PEGAWAI honorer yang berpolitik praktis diminta mendapat keringanan agar tak dipecat saat mencalonkan sebagai Anggota Legislatif di Pileg 2024.
Usulan ini dikemukakan anggota DPRD Bontang saat menggelar rapat kerja khusus bersama KPU Bontang, Badan Pengawas Pemilu (Bawaslu), Badan Kepegawaian dan Pengembangan Sumber Daya Manusia (BKPSDM), Inspektorat Daerah, Kesbangpol, serta Bagian Hukum Sekretariat Daerah, Senin (22/5/2023) malam.

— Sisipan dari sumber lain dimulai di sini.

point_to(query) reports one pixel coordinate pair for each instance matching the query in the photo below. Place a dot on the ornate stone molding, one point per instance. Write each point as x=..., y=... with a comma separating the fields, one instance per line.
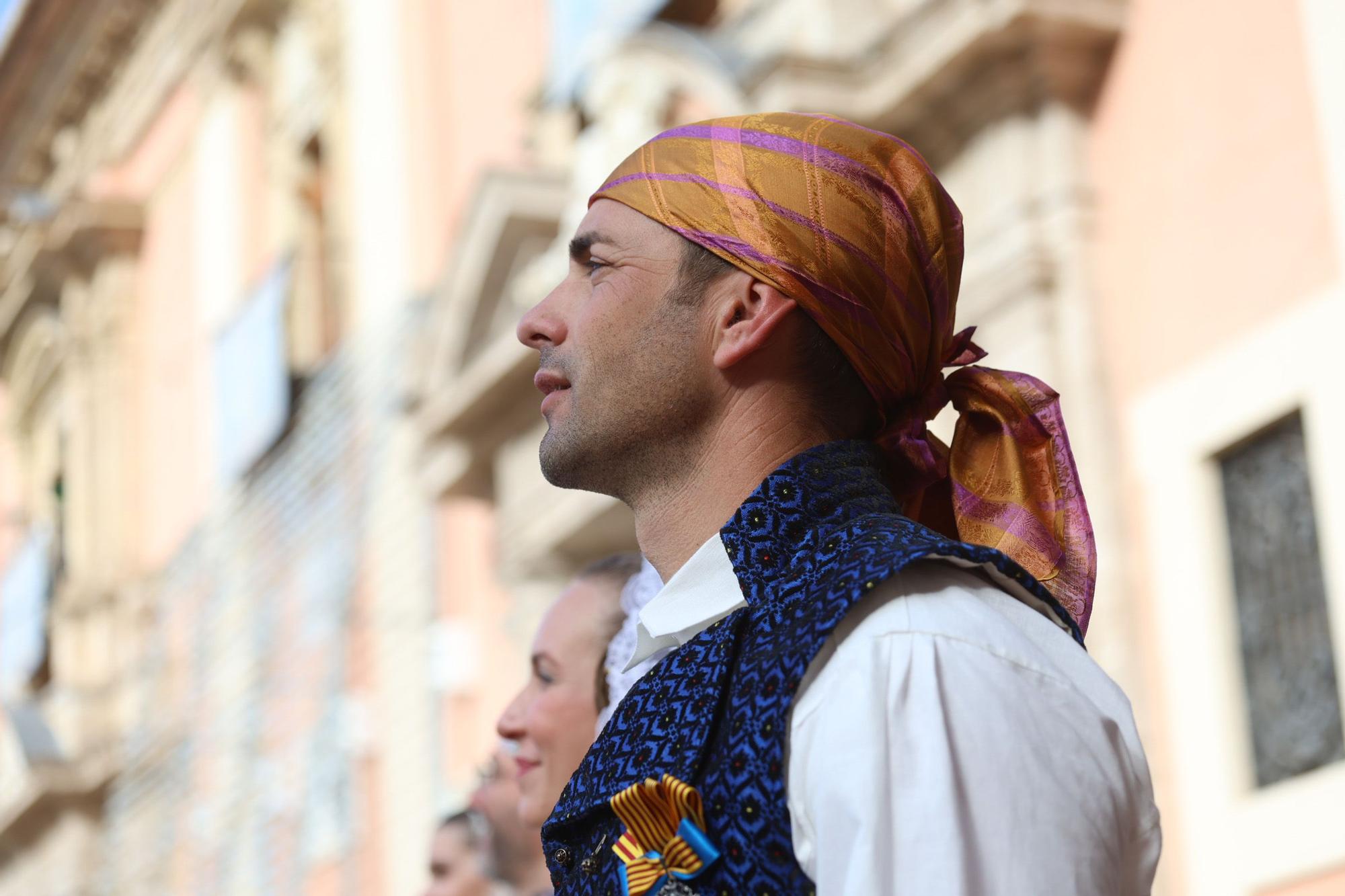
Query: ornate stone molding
x=57, y=65
x=939, y=73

Wakil Ketua DPRD Bontang Agus haris mengatakan, di dalam Peraturan Komisi Pemilihan Umum (PKPU) nomor 10 tahun 2023 tenaga honorer tidak masuk dalam profesi yang dilarangan untuk ikut sebagai calon legislatif.

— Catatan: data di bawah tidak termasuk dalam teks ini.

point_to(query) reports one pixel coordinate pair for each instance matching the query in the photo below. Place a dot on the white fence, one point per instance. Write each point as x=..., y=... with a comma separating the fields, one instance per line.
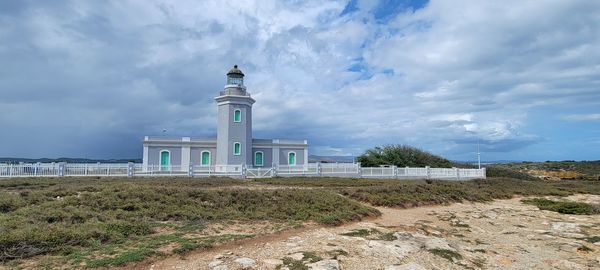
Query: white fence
x=352, y=170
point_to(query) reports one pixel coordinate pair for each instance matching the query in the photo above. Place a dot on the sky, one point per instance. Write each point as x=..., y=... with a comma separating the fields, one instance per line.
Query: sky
x=91, y=78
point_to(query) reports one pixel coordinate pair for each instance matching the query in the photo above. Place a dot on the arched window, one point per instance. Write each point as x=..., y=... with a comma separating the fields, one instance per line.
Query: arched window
x=258, y=158
x=165, y=160
x=237, y=149
x=205, y=158
x=237, y=115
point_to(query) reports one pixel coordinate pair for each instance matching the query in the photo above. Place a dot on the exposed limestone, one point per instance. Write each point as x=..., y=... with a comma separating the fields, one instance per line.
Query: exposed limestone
x=325, y=265
x=504, y=234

Namun, didalam poin perjanjian kerja sama didalam pasal 6 dimana menjelaskan tenaga honorer itu dilarang berpolitik praktis. Poin itu pun disoal karena tidak memiliki kerangka hukum yang jelas. Baik itu yang bersifat Undang-Undang, Peraturan Pemerintah, hingga aturan daerah.

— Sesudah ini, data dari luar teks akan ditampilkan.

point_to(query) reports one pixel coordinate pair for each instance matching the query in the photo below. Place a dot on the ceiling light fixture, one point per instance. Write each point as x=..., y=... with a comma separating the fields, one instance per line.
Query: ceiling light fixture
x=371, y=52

“Ini yang menjadi soal. Kalau di perjanjian kerja sama kok tidak boleh. Sementara di PKPU tidak ada yang melarang. Makanya Pemkot Bontang harus menjelaskan alasan ada poin larangan didalam kontrak honorer,” terang Agus Haris.
Lebih lanjut, politisi partai Gerindra ini juga menyarankan agar TKD yang menjadi Bacaleg diberikan kesempatan hingga batas Daftar Calon Legislatif Tetap (DCT) ditetapkan Komisi Pemilihan Umum (KPU) Bontang.
“Nanti setelah itu (DCT) diminta cuti sementara. Jangan dipecat, jangan juga posisinya digantikan orang lain,” sambungnya.
Ketua KPU Bontang Erwin juga menuturkan, mereka yang ikut pemilu yang wajib mundur diantaranya pada pasal 11 ayat satu huruf K, Kepala Daerah, Wakil Kepala Daerah, TNI, Polri, ASN, Direksi, Komisaris, atau yang pendapatannya bersumber keuangan negara.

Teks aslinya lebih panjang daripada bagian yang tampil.